When properly treated, a patient with malaria can expect a complete recovery. The treatment of malaria depends on the severity of the disease; whether patients who can take oral drugs have to be admitted depends on the assessment and the experience of the clinician. Uncomplicated malaria is treated with oral drugs. Severe malaria requires the parenteral administration of antimalarial drugs.

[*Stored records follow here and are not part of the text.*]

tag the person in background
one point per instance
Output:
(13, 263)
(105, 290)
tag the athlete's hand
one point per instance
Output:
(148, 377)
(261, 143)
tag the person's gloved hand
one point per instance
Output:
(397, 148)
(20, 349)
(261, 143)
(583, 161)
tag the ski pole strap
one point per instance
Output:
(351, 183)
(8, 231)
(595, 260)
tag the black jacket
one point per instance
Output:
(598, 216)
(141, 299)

Until recently the most used treatment for severe malaria was quinine but artesunate has been shown to be superior to quinine in both children and adults. Treatment of severe malaria also involves supportive measures.

Infection with P. vivax, P. ovale or P. malariae is usually treated on an outpatient basis. Treatment of P. vivax requires both treatment of blood stages (with chloroquine or ACT) as well as clearance of liver forms with primaquine. In general, chloroquine is the drug of choice for all Plasmodium except for chloroquine-resistant P. falciparum and chloroquine-resistant P. vivax. Primaquine, a drug that is active specifically against the liver stages, may be added for treatment of malaria due to P. vivax and P. ovale to prevent relapse but should not be used during pregnancy and can also cause complications in persons with G6PD deficiency. Treatment of P. falciparum is more complicated, because of widespread resistance to chloroquine, and, increasingly, mefloquine. Treatment is often with quinine plus a second drug, but it is essential to get up-to-date treatment recommendations particularly the appropriate recommendations for children, pregnant women, and persons with G6PD deficiency. Because of the potential for rapid clinical deterioration, clinicians should strongly consider hospitalizing patients with falciparum malaria, at least until the success of therapy is assured. For prophylaxis recommendations during travel.

Prevention and Control in Endemic Areas:- Prevention is an important component of malaria control in endemic countries. It is achieved through: •vector control •personal protection measures such as insecticide-treated bed nets •preventive treatment with antimalarial drugs of vulnerable groups such as pregnant women, who receive intermittent preventive treatment.

*Travelers from non-endemic countries should take precautions against acquiring malaria when they visit a malaria risk area.